Photo by Corby Kummer
Lost loves, restless and handsome young men of Marseilles called to the sea instead of romantic and familial duty, short-tempered and randy but kindly older men, some of them rich and willing to give their wealth to a young woman simply because she's pretty—is it any wonder Alice Waters wanted to name her restaurant for a character in a trilogy of 1930s films by Marcel Pagnol?
If you haven't seen the films, do. Like everything to do with Chez Panisse, they're more rooted in reality, including full recognition of tough truths, than you'd think from the image of the restaurant, which gets more fey and precious the farther you get from it. Abandonment, broken families, economic depression, wasted youth, and lechery all appear in Pagnol—as do tenderness, redemption through friendship and benevolence, and the love that only burning disappointment and acceptance of human failings can bring.
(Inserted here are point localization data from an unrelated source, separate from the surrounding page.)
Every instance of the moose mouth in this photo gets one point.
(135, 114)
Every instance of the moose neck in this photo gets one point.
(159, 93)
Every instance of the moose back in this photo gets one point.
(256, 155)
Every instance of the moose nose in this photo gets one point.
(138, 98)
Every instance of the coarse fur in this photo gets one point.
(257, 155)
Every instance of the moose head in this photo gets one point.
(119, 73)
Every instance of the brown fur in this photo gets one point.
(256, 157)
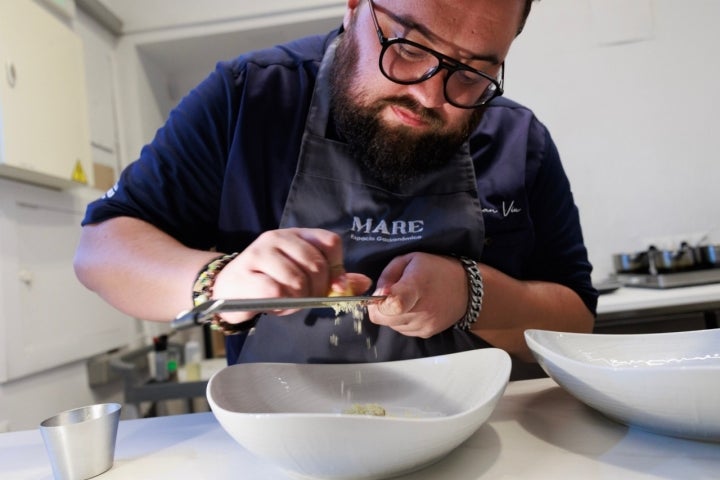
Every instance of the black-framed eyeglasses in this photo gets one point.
(406, 62)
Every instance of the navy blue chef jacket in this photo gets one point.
(218, 173)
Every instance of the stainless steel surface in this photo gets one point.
(203, 313)
(670, 280)
(81, 442)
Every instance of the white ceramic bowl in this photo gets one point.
(667, 383)
(293, 415)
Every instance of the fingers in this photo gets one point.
(298, 260)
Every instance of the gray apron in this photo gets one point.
(438, 213)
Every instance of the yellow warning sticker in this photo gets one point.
(79, 174)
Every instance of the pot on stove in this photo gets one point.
(667, 261)
(707, 256)
(631, 262)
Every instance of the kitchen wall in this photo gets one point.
(628, 89)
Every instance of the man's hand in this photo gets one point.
(426, 294)
(292, 262)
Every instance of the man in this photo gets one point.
(380, 150)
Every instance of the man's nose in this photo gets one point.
(431, 92)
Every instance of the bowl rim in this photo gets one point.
(498, 379)
(540, 350)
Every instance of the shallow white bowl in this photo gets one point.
(667, 383)
(292, 415)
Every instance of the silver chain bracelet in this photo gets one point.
(475, 294)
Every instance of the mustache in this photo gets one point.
(428, 115)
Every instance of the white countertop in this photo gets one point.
(637, 298)
(537, 432)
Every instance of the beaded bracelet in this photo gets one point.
(203, 289)
(475, 294)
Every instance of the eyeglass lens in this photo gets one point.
(406, 63)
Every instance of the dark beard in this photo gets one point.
(394, 156)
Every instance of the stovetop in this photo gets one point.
(670, 280)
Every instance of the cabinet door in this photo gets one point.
(47, 318)
(44, 133)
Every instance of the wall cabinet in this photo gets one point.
(44, 132)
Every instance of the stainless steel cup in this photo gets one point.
(81, 442)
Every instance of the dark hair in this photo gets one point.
(526, 12)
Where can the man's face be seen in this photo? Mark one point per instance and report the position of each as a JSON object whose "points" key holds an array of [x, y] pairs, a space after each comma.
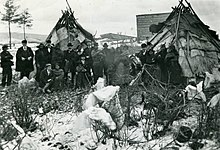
{"points": [[57, 66], [5, 49], [48, 44], [49, 68], [70, 47], [24, 44], [144, 48]]}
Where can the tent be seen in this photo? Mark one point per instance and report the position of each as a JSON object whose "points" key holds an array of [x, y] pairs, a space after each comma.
{"points": [[67, 29], [198, 46]]}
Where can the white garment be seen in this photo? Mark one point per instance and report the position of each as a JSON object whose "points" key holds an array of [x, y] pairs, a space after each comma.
{"points": [[214, 101], [106, 93], [209, 78], [25, 48], [195, 92]]}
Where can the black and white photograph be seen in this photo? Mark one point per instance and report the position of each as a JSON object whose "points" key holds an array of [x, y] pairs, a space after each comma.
{"points": [[109, 75]]}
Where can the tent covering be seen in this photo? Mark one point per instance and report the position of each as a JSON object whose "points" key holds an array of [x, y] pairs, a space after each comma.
{"points": [[66, 30], [198, 46]]}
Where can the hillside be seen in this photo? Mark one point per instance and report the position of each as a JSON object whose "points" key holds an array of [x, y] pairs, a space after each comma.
{"points": [[18, 37]]}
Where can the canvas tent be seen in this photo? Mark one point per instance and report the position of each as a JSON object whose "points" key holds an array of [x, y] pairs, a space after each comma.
{"points": [[67, 29], [198, 46]]}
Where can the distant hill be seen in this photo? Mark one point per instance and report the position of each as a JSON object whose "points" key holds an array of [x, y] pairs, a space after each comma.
{"points": [[18, 37]]}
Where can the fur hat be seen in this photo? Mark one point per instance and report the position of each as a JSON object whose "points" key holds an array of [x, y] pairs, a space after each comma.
{"points": [[4, 46], [105, 45], [69, 44], [24, 41]]}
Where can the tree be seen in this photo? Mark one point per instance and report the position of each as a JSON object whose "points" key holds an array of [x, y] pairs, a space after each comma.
{"points": [[10, 15], [25, 20]]}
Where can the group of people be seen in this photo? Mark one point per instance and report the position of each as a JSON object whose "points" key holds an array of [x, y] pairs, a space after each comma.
{"points": [[53, 66], [166, 60]]}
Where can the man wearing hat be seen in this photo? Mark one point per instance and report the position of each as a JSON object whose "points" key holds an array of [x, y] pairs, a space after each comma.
{"points": [[48, 51], [24, 60], [40, 60], [98, 62], [71, 61], [47, 79], [6, 63], [109, 56], [87, 53]]}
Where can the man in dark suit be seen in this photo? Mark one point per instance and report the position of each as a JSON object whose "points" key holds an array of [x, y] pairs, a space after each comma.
{"points": [[24, 60], [47, 79], [6, 63], [40, 60], [48, 51]]}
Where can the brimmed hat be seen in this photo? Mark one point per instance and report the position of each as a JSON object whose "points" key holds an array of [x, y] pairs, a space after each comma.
{"points": [[48, 41], [143, 45], [105, 45], [4, 46], [40, 45], [69, 44], [24, 41], [82, 57]]}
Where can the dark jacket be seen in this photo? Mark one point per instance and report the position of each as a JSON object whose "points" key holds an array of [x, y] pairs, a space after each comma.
{"points": [[73, 59], [6, 59], [45, 77], [57, 57], [88, 55], [40, 58], [24, 65]]}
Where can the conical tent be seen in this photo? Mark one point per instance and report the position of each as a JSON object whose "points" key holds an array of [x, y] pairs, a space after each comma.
{"points": [[198, 46], [66, 30]]}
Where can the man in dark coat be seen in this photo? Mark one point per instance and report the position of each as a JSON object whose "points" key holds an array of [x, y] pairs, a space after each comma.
{"points": [[40, 60], [24, 60], [87, 53], [48, 51], [6, 63], [109, 57], [98, 63], [82, 80], [47, 79], [57, 57], [174, 68], [71, 61]]}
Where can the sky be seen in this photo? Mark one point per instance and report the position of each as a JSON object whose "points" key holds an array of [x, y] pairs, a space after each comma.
{"points": [[105, 16]]}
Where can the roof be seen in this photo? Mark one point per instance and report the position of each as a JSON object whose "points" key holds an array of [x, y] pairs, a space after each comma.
{"points": [[197, 45], [116, 37], [144, 21], [153, 14], [71, 26]]}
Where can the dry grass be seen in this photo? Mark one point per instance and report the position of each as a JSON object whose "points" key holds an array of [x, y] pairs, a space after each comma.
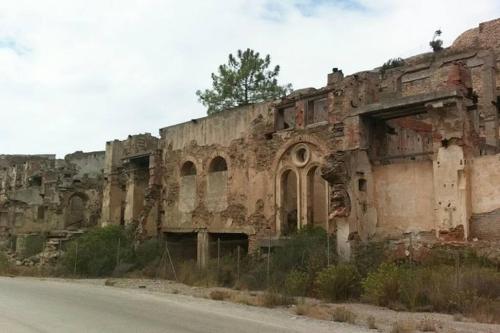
{"points": [[428, 325], [312, 311], [109, 283], [271, 299], [242, 298], [303, 309], [403, 326], [344, 315], [370, 322], [219, 295]]}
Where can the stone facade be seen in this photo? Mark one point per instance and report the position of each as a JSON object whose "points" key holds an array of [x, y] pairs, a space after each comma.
{"points": [[379, 154], [42, 194]]}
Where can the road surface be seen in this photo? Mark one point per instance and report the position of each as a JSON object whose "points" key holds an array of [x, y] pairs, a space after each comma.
{"points": [[39, 305]]}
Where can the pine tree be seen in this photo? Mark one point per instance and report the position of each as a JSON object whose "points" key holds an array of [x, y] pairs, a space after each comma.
{"points": [[245, 79]]}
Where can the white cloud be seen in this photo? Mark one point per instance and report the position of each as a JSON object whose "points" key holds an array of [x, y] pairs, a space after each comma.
{"points": [[92, 71]]}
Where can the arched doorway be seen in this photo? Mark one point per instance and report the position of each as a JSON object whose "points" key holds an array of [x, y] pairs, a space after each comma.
{"points": [[317, 198], [76, 212], [187, 191], [216, 198], [289, 203]]}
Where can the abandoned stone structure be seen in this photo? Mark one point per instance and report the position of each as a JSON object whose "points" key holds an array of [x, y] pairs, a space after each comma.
{"points": [[409, 149], [42, 194]]}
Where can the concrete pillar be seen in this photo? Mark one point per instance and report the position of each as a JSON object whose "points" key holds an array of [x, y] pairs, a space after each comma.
{"points": [[203, 254], [451, 192]]}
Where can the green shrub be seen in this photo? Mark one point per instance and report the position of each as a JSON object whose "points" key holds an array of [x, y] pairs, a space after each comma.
{"points": [[344, 315], [95, 252], [382, 286], [4, 263], [271, 299], [368, 256], [297, 283], [339, 282]]}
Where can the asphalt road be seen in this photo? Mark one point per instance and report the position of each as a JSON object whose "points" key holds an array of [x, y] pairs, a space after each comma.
{"points": [[37, 305]]}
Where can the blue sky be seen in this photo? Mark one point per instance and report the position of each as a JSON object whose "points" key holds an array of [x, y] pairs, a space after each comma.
{"points": [[77, 73]]}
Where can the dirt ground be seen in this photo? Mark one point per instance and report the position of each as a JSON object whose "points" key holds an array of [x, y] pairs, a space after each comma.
{"points": [[383, 319]]}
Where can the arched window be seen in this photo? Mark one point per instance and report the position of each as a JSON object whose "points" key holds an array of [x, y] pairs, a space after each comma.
{"points": [[217, 184], [188, 169], [218, 164], [76, 211], [289, 203], [187, 191], [317, 198]]}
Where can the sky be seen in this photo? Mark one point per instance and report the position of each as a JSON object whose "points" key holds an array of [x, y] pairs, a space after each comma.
{"points": [[77, 73]]}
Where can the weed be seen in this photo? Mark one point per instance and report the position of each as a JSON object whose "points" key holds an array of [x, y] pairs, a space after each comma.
{"points": [[344, 315]]}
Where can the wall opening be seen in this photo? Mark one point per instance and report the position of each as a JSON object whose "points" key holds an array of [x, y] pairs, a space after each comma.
{"points": [[40, 212], [362, 185], [76, 212], [187, 191], [226, 244], [217, 184], [188, 169], [218, 164], [285, 118], [289, 206], [317, 201], [400, 139], [316, 111], [182, 245]]}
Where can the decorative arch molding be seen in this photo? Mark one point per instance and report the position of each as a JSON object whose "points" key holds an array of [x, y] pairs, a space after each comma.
{"points": [[305, 139], [212, 156], [313, 151], [217, 183], [192, 159]]}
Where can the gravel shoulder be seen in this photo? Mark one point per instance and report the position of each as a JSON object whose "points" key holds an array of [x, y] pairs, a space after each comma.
{"points": [[315, 310]]}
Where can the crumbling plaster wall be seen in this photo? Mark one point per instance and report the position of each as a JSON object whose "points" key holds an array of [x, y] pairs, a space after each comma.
{"points": [[35, 191], [218, 201], [131, 192]]}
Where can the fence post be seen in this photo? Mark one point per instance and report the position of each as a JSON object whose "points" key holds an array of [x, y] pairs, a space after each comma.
{"points": [[118, 252], [218, 259], [327, 249], [269, 260], [238, 263], [170, 259], [76, 257]]}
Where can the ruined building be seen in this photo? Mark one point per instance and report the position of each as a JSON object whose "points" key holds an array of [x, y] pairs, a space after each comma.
{"points": [[411, 149]]}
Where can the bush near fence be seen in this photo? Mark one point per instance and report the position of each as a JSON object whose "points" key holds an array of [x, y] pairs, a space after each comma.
{"points": [[449, 280]]}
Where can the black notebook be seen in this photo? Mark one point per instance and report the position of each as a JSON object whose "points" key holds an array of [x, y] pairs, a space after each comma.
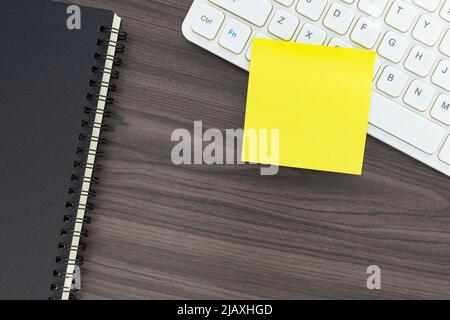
{"points": [[56, 65]]}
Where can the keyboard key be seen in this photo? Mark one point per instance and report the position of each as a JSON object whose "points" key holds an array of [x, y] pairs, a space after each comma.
{"points": [[254, 11], [208, 22], [235, 36], [441, 109], [445, 12], [392, 81], [393, 47], [427, 30], [444, 155], [366, 33], [375, 8], [377, 67], [311, 9], [441, 76], [405, 125], [419, 95], [420, 61], [338, 43], [445, 44], [248, 54], [286, 3], [339, 18], [401, 16], [283, 25], [430, 5], [311, 35]]}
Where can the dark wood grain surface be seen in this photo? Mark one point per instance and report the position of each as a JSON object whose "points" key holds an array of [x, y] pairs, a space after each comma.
{"points": [[164, 231]]}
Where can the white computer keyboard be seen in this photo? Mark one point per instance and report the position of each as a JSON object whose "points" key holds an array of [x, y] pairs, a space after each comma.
{"points": [[411, 101]]}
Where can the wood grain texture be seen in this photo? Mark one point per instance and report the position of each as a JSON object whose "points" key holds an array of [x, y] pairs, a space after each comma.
{"points": [[164, 231]]}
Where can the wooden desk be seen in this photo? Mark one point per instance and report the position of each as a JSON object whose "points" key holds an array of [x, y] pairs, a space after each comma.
{"points": [[165, 231]]}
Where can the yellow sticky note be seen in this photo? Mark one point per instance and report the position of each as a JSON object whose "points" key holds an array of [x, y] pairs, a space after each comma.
{"points": [[316, 98]]}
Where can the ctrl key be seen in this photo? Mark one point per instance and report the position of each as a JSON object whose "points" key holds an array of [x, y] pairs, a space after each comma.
{"points": [[208, 22], [444, 155]]}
Plus, of course, there's the south of France in the thirties, which helped bond Waters to Pagnol and his evocation of a place she came to love in her own youth. She named her daughter, Fanny, for the romantic heroine of the series. She didn't name the restaurant Fanny, she told the young man who played Marius, the romantic lead in a revival of the 1954 musical Fanny that opened last night at the Encores! series in New York, because someone pointed out that "Panisse was the one who had all the money." The founders didn't even know that the name also referred to the chickpea pancakes that are the street food of Nice (pain de Nice, she explained), for four years after they named Chez Panisse.